He was brought to the emergency room because of a non-febrile seizure following a bout of gastroenteritis with diarrhea. Physical examination indicated short stature (5 feet, 2 inches), slight microcephaly, indistinct speech, a midline thoracic surgical scar and a systolic heart murmur. Blood tests revealed hypocalcemia. An endocrinologist diagnosed late-onset hypoparathyroidism. A chromosome analysis revealed a 22q11.2 deletion. Immunoglobulins and lymphocyte subsets were normal. A head and neck surgeon identified a small cleft palate. He was started on calcium and vitamin D without recurrence of his seizures.

Diagnosis: DiGeorge syndrome (22q11.2 deletion syndrome) with normal immunity and late-onset hypoparathyroidism.

Comment: After Down syndrome, DiGeorge syndrome is the most common chromosomal abnormality (one per 6,000 live births).10 Most patients have a heterozygous chromosome deletion of 22q11.2, resulting in defects of the pharyngeal pouch system. The classic triad includes a hypoplastic thymus with cellular immunodeficiency, cardiac anomalies and hypocalcemia due to hypoparathyroidism. Distinctive morphologic features include low-set ears, ocular hypertelorism, palatal defects, tapered fingers and micrognathia.

The cellular immunodeficiency of DiGeorge syndrome can be profound (for example, the complete DiGeorge syndrome resembles severe combined immunodeficiency).
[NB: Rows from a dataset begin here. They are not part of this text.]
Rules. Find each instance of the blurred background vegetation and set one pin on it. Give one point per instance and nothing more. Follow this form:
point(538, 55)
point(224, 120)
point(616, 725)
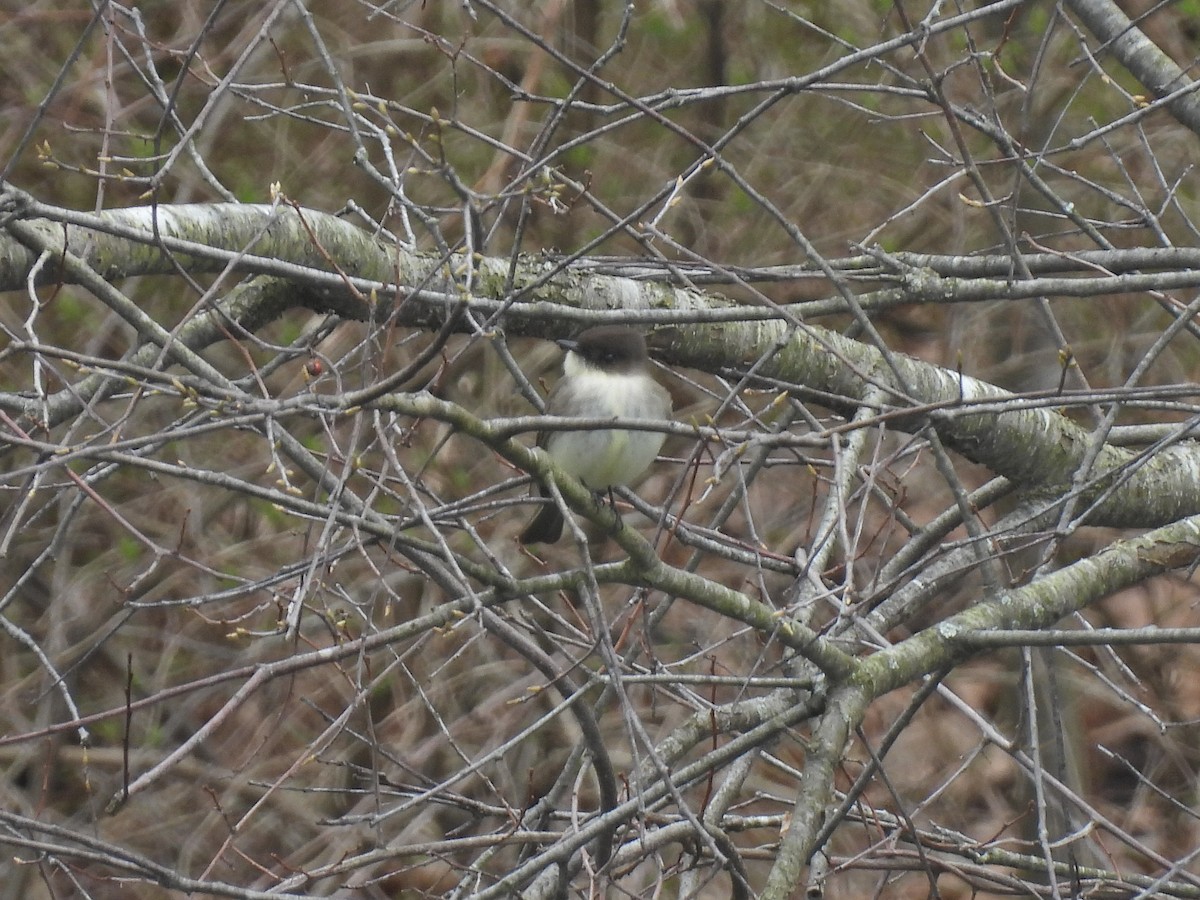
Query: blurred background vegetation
point(148, 589)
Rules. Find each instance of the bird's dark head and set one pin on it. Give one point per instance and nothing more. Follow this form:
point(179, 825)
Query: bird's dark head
point(613, 348)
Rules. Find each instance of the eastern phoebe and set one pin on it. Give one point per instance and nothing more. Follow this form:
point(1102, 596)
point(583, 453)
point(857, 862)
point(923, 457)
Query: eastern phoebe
point(605, 376)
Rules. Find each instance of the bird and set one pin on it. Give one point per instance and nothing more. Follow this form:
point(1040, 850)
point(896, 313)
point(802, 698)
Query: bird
point(605, 376)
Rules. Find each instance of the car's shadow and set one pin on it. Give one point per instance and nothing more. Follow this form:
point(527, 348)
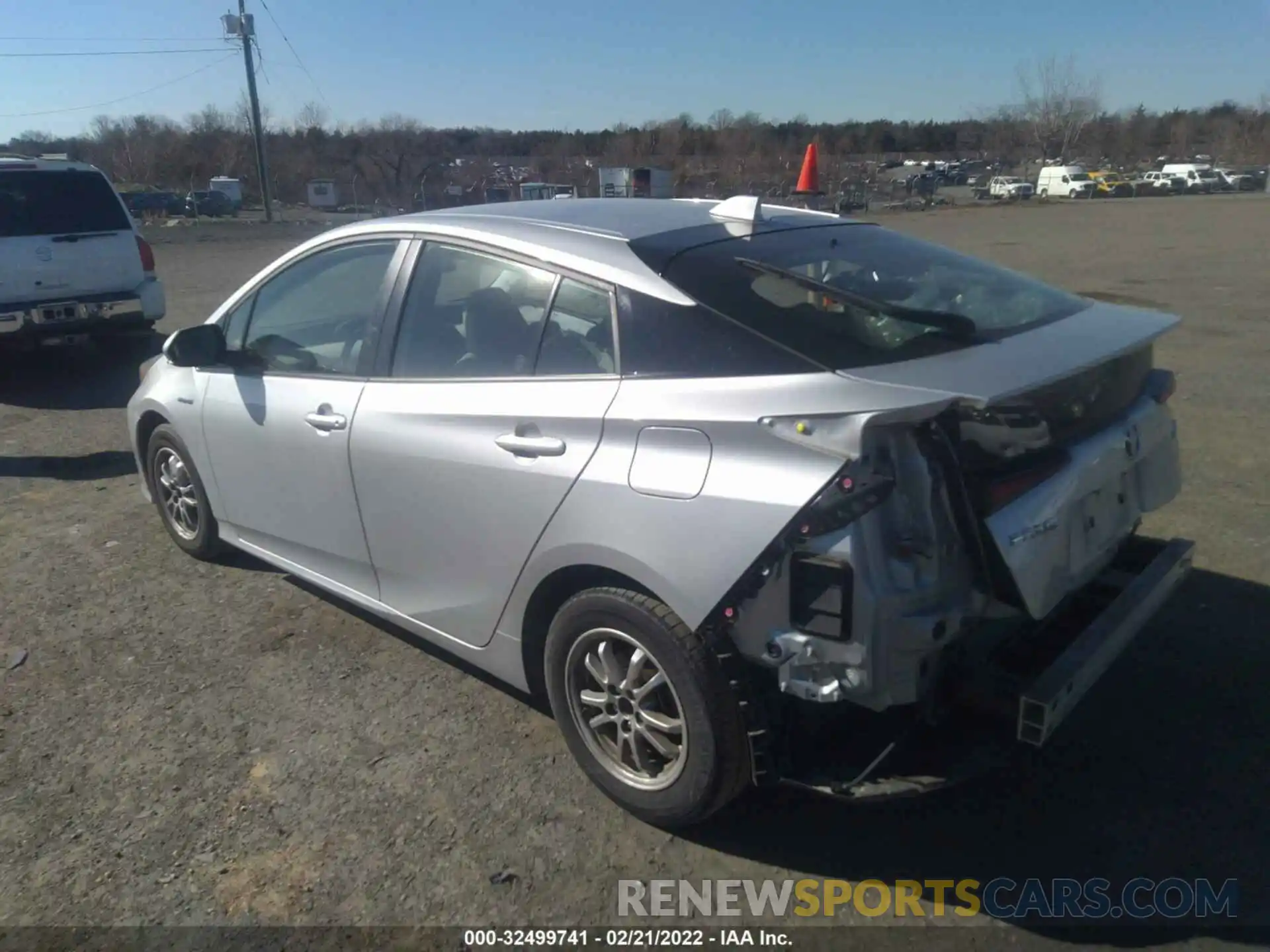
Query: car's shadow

In greater than 95 percent of cases, the immunodeficiency is mild and occasionally nonexistent.

Asymptomatic adult DiGeorge syndrome patients are often diagnosed because their child has DiGeorge syndrome. Other adults are identified because of cardiac conditions, speech and swallowing abnormalities, endocrinopathies or psychosocial problems. Many are in institutions, attending psychiatric clinics or in the criminal justice system.11 The average IQ of adults with DiGeorge syndrome is 70. It may be the PI most often overlooked.

Case 5: A Common New-Onset PI in a 75-Year-Old Male

Edward, a 75-year-old physician, was healthy all of his life. He was up to date on all his vaccines, including the 23-valent polysaccharide pneumococcal vaccine (Pneumovax) given 10 years ago. But in the last year, he developed headaches, persistent sore throats, chronic sinusitis and purulent nasal discharge. His doctor found bilateral maxillary sinusitis on Waters view X-rays and started him on antibiotics. He improved with a two-week course of amoxicillin, but symptoms recurred when the medication was stopped.

Laboratory studies showed a normal complete blood count and an erythrocyte sedimentation rate of 21 (borderline high). IgG was 630 mg/dl, IgM was 134 mg/dl, IgA was 22 mg/dl and IgE was 45 IU/ml. Pneumococcal antibody titers showed protective titers to two of 23 serotypes. Following a repeat Pneumovax vaccine, five of 23 were protective. He was diagnosed with selective antibody deficiency (SAD).

The 13-serotype protein conjugate pneumococcal vaccine (Prevnar) was given; repeat titers showed that 10 of 23 were now protective, all of which were serotypes present in Prevnar. He was given a six-week course of antibiotics that cleared his sinusitis and then placed on prophylactic Azithromycin 250 mg three times weekly. This controlled his infections, and he has done well on this treatment.

Diagnosis: SAD

Comment: SAD, also termed impaired polysaccharide responsiveness, is probably the most common PI. It is particularly common in children 2 years to 6 years old and probably in individuals older than 60 years. SAD is characterized by frequent infections, normal immunoglobulins, intact cellular immunity, deficient antibody responses to polysaccharide vaccines, particularly Pneumovax, but normal responses to protein vaccines such as Prevnar, tetanus or measles.12

SAD is present in most infants for the first two years of life and was the impetus to develop protein-conjugate vaccines for pneumococcal and Haemophilus influenzae infections.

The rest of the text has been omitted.